New Study Reveals Asteroid Impact Can Turn Living Things To Charcoal
REPUBLIKA.CO.ID, JAKARTA – The final moments of some microbial life may tell more about the severity of the impact of space rocks on Earth in the past. Recent studies show that charred corpses of microorganisms are killed even by impact asteroids medium can show the amount of damage produced by a cosmic collision.
A team of researchers examined four craters in Estonia, Poland and Canada that were created thousands of years apart. Regardless of the geographic distance and duration between these impacts, the team found millimeter to centimeter pieces of charcoal mixed with the material formed during each of these impacts, the authors said.
“Charcoal is formed from organisms killed, roasted and buried by asteroids,” lead author Anna Losiak, who works at the Polish Academy of Sciences’ Institute of Geological Sciences, told the BBC. Space. The discovery of the ancient asteroid organism was different from the charcoal associated with normal wildfires, which was the team’s primary hypothesis for some time.

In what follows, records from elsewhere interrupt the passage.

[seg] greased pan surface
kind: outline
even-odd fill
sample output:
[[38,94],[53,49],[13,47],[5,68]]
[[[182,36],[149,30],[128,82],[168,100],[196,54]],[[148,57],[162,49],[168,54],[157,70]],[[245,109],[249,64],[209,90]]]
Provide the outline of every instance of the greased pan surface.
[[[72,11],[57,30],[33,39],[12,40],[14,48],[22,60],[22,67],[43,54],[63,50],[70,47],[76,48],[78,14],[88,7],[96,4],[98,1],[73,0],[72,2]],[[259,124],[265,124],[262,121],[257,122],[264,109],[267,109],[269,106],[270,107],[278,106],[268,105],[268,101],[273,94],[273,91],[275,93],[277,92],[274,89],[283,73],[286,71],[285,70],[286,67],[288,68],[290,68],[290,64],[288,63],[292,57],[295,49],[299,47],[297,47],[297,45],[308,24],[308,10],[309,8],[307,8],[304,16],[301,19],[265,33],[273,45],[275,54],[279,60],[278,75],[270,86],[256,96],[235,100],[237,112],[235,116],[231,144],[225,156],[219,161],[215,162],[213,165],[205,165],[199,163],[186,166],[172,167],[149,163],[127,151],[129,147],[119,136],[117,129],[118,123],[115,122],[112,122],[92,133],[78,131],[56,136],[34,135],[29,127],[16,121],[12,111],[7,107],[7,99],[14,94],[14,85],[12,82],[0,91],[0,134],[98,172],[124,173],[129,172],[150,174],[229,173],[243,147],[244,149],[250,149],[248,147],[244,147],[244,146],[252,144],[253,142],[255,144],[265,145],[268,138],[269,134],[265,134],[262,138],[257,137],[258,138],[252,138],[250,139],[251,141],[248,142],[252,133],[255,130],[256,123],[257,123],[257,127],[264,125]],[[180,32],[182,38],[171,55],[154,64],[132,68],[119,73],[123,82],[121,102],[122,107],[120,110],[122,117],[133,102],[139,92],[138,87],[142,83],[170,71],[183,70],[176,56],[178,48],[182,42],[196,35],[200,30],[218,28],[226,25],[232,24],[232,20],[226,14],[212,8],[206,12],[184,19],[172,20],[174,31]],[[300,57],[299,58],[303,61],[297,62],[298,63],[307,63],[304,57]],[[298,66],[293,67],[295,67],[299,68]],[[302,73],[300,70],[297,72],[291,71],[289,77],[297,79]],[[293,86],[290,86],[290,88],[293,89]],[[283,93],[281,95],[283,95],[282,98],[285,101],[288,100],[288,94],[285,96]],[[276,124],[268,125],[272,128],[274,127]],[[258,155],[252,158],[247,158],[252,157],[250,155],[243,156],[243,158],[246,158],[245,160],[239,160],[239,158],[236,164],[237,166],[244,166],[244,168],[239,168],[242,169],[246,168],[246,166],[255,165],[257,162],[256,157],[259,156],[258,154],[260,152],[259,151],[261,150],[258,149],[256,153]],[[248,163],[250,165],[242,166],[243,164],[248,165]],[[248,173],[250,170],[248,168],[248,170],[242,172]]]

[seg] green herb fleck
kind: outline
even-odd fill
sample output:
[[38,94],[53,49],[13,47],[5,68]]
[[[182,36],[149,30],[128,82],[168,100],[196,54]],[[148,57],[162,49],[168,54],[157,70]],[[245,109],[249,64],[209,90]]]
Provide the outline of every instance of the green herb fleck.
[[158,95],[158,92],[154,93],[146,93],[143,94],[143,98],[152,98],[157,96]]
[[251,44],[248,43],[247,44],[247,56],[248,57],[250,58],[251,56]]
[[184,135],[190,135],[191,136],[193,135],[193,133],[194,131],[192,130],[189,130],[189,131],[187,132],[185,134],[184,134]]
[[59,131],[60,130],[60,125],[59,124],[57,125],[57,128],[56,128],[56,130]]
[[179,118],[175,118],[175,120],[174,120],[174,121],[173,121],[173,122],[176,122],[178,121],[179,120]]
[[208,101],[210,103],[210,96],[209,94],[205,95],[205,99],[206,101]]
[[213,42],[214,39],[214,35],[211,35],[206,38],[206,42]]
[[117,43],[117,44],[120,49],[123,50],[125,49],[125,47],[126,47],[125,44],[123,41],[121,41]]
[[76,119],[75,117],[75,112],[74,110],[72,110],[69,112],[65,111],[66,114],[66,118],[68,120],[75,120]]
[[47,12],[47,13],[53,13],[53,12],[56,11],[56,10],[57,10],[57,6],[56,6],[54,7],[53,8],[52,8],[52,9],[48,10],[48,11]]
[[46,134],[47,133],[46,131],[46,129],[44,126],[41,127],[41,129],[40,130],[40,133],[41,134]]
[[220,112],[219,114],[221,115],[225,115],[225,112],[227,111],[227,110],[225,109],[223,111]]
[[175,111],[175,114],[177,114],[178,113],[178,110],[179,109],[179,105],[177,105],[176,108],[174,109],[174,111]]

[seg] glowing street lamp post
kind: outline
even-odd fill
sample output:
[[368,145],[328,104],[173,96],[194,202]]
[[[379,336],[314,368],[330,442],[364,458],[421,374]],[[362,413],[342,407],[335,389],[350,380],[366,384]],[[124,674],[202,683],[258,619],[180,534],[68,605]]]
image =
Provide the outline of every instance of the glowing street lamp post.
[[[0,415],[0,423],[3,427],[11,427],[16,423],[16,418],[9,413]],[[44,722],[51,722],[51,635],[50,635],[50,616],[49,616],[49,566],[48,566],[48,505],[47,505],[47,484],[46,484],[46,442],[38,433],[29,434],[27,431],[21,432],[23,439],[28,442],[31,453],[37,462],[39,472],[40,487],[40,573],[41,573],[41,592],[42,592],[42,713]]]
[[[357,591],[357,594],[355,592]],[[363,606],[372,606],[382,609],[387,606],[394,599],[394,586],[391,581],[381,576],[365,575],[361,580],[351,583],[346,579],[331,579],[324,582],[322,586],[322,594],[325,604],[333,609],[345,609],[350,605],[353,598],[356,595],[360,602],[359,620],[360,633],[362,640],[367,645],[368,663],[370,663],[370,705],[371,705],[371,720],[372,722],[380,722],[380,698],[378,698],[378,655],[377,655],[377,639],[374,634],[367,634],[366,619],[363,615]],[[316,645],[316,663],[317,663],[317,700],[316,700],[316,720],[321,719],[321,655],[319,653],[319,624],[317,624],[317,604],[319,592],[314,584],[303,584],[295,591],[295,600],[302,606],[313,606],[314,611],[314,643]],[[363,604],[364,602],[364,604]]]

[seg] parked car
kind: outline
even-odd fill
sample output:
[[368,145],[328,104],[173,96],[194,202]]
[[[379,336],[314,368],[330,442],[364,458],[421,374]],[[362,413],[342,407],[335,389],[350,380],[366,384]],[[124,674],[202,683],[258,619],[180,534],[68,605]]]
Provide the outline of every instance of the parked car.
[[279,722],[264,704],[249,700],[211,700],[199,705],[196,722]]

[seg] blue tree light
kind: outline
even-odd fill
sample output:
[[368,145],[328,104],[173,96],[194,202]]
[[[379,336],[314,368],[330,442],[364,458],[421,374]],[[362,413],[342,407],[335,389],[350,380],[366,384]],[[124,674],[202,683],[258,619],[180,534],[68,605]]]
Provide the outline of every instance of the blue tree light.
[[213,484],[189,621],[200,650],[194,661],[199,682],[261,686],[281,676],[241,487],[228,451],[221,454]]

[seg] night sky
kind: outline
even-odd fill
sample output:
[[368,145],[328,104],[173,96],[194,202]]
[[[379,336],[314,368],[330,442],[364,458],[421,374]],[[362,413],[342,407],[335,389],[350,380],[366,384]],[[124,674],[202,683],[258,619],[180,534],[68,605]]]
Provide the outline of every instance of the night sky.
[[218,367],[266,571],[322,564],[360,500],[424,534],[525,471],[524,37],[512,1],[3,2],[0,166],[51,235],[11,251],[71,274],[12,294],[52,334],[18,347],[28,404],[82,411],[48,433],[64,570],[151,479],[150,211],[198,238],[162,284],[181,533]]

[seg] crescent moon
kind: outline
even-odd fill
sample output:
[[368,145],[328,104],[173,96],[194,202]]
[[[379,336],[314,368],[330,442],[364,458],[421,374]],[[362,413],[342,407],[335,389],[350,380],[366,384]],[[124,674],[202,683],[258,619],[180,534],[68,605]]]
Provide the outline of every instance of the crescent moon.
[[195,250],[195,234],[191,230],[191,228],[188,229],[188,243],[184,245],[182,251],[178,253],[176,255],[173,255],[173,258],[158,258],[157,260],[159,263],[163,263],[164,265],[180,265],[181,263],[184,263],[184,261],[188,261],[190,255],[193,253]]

Charcoal formed by impact rather than fire is much more homogeneous and has a lower formation temperature. Losiak said the impact of the charcoal found in the crater was similar, but not identical, to the charcoal that forms when wood mixes with pyroclastic flows. Pyroclastic flows form from volcanic eruptions. The impact crater, which is only 656 feet (200 meters) in diameter, was formed 200 or more years ago and therefore presents many opportunities to study the conditions of formation.
“Most people are attracted to giant collisions because they are capable of causing planet-wide destruction, dinosaur shrinkage is the best, and by far the only example of such an event. “, he said in reference to the asteroid event that caused extinction of dinosaurs non-avian 66 million years ago.
Losiak first discovered a mysterious charcoal near a small impact crater in Estonia. He started working during summer school as a doctoral student. then returned a year later to conduct a palm soil discovery and study project. The paleosol, he said, was ancient soil covered with material ejected from the crater as it formed.
It turned out that the team never found any paleosil. But after three days of digging by hand, a time-consuming necessity due to environmental protection, his team found charcoal.